This article highlights the difference between cash bail and bond in Kenya. There isn’t much difference between the two terms which are commonly used in the courts of law.
Cash bail is an amount of cash or money that a person accused of crime pays to the court so that he/she can be released until trial. In simpler terms, one deposits money with the court in exchange for freedom. It is a way of making sure that the person returns to court for trial.
There are different types of cash bail. This includes;
- Pre-trial bail that is given to an accused person before trial.
- Bail pending appeal that is given to a person who was already sentenced and is waiting for the hearing of an appeal.

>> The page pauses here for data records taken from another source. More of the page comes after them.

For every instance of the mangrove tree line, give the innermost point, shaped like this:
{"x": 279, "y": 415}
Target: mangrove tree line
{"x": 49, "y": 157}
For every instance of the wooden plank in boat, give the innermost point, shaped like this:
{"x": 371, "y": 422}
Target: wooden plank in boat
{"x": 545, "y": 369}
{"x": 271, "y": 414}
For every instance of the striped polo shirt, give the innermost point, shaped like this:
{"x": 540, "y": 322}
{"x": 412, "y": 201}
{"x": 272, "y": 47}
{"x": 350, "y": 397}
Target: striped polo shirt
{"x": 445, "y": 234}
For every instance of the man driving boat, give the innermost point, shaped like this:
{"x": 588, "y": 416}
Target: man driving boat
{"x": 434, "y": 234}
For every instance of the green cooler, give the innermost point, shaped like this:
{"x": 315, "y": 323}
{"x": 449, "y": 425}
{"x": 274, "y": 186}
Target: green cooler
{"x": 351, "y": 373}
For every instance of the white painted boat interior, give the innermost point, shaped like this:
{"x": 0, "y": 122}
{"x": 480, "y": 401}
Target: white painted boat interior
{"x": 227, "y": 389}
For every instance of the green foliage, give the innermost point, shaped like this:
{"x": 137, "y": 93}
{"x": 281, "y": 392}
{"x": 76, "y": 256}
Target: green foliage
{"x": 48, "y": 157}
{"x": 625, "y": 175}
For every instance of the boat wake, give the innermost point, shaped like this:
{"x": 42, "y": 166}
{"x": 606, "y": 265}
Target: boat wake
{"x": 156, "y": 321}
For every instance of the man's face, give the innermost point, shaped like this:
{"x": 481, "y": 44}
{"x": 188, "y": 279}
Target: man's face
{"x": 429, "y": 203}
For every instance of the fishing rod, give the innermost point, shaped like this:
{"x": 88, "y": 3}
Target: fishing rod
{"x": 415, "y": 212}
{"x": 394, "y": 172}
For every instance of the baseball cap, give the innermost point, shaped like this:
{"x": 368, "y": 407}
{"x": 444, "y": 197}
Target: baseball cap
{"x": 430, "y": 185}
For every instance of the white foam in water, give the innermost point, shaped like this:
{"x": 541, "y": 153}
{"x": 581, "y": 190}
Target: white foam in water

- Anticipatory bail which is given to a person pending his or her arrest. This is as long as the applicant demonstrates that his or her right to liberty is likely to be breached or compromised by a state organ that is required to protect his or her rights.
On the other hand, bond relates to when a court asks an accused person to deposit security or surety for release instead of paying cash. A bond can be self defining or with a surety, which implies that a person binds himself to ensure that an accused person attends court and complies with all conditions. A court may accept title deeds, motor vehicle logbooks, bank drafts, payslip, share certificate or insurance bonds as security.
According to Article 39 of the new constitution, everyone has a right to bail. All offences are bailable unless there are compelling reasons to deny one. If an accused person fails to attend court when required and the court goes ahead to issue a warrant of arrest, the sum of money deposited as security will be forfeited to the court.